China added 34.5 GW of solar PV capacity in the first three quarters of 2018. This takes China’s total installed solar PV capacity to 164.74 GW, of which 117.9 GW are of utility-scale PV power projects with the remaining 46.8 GW coming from distributed generation (DG) projects, according to the data provided by China’s National Energy Administration (NEA).
China’s solar installations dropped 20 percent compared to the 43 GW installed in the first three quarters of 2017. The installation slowdown was expected following China’s policy change to reduce solar installations following a massive subsidy backlog. Full year 2018 installations will most likely hover at 40GW due to the subsidy cap. According to The Asia Europe Clean Energy (Solar) Advisory (AECEA), outstanding FiT payments at the end of 2017 had risen to approximately $17.5 billion.
There was a 37 percent year-over-year (YoY) increase in the large-scale project installations, which accounted for 17.4 GW, approximately half of the total installations in first three quarters of 2018.
Mercom reported that during the first half of 2018, China’s utility-scale capacity declined by 30 percent YoY with a total installation of 12.06 GW.
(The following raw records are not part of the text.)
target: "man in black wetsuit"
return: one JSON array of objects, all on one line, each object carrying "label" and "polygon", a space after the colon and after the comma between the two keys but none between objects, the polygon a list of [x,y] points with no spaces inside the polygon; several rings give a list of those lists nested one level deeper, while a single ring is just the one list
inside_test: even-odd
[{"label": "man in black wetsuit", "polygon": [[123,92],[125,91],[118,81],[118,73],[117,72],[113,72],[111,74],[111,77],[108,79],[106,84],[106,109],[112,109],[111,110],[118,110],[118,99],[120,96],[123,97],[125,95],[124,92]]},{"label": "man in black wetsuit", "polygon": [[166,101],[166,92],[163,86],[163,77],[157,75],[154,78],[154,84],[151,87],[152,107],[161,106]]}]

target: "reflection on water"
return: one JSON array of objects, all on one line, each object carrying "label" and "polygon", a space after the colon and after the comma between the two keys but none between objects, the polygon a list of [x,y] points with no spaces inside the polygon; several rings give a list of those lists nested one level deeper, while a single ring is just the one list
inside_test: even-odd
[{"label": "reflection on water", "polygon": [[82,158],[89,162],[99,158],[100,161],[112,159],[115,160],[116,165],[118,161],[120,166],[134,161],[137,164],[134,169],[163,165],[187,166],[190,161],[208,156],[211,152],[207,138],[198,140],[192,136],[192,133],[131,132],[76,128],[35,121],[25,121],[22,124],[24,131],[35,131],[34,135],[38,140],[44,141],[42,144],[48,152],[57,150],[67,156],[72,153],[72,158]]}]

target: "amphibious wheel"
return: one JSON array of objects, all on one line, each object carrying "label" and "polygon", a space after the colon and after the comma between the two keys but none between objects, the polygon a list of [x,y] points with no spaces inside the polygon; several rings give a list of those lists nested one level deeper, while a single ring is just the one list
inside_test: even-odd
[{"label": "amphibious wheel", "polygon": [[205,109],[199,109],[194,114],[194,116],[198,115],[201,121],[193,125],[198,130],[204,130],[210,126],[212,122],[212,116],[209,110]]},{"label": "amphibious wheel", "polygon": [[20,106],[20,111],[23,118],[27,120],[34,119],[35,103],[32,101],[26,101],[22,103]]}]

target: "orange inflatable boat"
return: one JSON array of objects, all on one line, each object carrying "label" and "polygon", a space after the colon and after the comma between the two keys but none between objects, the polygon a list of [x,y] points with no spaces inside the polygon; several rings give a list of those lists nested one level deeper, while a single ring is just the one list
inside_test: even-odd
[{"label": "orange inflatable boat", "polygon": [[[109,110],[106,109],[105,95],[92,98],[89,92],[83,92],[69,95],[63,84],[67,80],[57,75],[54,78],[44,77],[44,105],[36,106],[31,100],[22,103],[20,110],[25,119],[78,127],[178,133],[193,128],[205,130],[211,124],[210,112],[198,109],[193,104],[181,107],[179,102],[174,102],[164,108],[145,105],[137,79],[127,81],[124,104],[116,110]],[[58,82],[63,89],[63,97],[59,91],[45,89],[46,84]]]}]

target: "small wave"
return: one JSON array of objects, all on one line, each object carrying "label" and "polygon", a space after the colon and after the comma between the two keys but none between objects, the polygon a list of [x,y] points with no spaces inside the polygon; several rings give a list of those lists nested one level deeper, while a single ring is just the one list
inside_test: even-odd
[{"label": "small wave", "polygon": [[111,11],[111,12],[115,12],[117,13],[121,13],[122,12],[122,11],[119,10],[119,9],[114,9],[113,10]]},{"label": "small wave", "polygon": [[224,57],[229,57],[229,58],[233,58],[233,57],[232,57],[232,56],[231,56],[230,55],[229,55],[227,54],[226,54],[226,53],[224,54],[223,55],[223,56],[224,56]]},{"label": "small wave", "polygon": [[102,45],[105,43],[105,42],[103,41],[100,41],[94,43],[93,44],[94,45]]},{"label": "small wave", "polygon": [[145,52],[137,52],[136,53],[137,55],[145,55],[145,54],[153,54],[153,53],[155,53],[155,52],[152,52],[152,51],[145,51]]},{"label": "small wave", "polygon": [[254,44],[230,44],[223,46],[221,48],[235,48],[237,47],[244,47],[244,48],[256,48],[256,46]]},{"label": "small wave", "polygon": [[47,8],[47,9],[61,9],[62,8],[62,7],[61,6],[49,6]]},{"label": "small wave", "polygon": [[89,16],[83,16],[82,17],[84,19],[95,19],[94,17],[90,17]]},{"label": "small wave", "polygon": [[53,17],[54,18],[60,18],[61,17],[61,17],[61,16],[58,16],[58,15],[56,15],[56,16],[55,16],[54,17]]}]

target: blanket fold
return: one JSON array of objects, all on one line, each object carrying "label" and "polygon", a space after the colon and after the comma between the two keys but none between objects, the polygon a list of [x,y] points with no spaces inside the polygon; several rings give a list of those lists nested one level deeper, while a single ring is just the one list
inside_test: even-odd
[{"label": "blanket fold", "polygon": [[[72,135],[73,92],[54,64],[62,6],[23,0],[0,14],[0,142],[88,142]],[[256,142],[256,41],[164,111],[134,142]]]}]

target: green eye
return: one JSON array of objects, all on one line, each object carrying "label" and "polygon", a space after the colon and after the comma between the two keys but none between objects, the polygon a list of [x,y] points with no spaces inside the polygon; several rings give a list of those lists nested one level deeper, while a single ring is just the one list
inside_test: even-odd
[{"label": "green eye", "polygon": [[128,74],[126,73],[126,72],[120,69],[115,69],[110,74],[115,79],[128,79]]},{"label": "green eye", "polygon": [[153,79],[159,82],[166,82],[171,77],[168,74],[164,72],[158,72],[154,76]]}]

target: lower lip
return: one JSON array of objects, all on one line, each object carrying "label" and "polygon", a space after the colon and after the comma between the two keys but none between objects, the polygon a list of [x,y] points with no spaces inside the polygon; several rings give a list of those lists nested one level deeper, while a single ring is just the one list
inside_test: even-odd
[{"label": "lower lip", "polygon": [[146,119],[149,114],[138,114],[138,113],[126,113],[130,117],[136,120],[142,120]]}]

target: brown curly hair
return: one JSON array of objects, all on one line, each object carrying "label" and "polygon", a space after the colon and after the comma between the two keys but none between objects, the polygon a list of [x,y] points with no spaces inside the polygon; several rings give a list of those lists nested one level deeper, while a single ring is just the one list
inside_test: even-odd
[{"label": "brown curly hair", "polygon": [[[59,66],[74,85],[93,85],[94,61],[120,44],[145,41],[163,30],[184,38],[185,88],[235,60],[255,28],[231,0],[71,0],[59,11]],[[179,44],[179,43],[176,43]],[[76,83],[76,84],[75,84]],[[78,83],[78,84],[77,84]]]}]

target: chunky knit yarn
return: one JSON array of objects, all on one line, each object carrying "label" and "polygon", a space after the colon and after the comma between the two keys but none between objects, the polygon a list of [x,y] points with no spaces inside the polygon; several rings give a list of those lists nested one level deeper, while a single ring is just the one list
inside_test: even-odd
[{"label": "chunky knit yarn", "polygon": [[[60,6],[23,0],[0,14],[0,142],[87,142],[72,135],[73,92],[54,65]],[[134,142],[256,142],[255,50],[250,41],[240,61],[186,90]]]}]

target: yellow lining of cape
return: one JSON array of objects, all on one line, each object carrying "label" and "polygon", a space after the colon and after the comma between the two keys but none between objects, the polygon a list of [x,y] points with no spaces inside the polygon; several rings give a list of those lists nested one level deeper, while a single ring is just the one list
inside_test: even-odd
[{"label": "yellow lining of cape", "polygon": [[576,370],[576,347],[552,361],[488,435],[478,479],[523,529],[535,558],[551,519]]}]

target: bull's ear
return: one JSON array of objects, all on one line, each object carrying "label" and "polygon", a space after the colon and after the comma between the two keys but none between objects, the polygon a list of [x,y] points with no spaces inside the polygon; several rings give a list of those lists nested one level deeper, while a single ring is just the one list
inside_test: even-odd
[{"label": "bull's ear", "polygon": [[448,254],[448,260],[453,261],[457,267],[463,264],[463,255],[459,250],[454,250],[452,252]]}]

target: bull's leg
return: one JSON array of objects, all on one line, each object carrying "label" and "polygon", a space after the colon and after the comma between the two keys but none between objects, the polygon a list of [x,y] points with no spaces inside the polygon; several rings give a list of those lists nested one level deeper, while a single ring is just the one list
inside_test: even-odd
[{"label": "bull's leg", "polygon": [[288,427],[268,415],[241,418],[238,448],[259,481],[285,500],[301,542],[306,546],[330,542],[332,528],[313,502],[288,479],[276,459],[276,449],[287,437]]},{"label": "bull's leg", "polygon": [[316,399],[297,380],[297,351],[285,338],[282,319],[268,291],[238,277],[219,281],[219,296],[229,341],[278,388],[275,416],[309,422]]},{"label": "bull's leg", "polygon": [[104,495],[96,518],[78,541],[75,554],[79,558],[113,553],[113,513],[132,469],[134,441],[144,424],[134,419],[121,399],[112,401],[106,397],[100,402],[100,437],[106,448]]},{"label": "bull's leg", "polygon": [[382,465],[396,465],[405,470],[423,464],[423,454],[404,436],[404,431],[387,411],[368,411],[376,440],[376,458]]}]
There was a 12 percent YoY increase in the DG installations, which accounted for 17.14 GW by the end of September. Approximately 5 GW of DG projects were added in the third quarter of 2018 even after the government said a cap of 10 GW would be imposed on DG projects for the year 2018.
The AECEA forecast has lowered China’s solar capacity addition for 2018 from 40-45 GW to 30-35 GW. Other analysts like Wood Mackenzie/GTM Research, Roth and Daiwa Capital have reduced their 2018 forecast to 28-35 GW. With the installation of roughly 10 GW in the third quarter, China has already reached the 35 GW mark, making these predictions inaccurate.
The 34.5 GW of installed solar in the first three quarters of 2018 is more than the total cumulative solar installation of 25 GW in India. In 2017, China was the largest solar market in the world with 53 GW of solar installed.
In June, China’s National Development and Reform Commission (NDRC) imposed a cap of 10 GW on DG projects for the year 2018. According to the latest numbers, DG installation has already reached 17.14 GW by the end of September and most probably will cross 20 GW by the end of the year, more than double of the cap imposed on it.
The Chinese government has made number of changes to its solar policy. It mandated that only DG projects that have been gird-connected by May 31, 2018 were eligible for feed-in tariffs (FiTs). This was necessitated a massive 360 percent increase in DG installations year-over-year.
The government has also asked states to eliminate the utility-scale target for the year, and all regional provinces have been instructed to impose a ban on all entities seeking FiTs under the 2018 mechanisms.
These changes, made effective as of May 2018, were expected to halt the growth in solar PV installations in the second half of 2018.
Better than expected installations in China could mean a slightly better module demand/supply situation globally, even though oversupply and declining module prices continue to be a challenge.
India has also imposed a 25 percent safeguard duty on imported solar panels from China and Malaysia, effective July 30, 2018.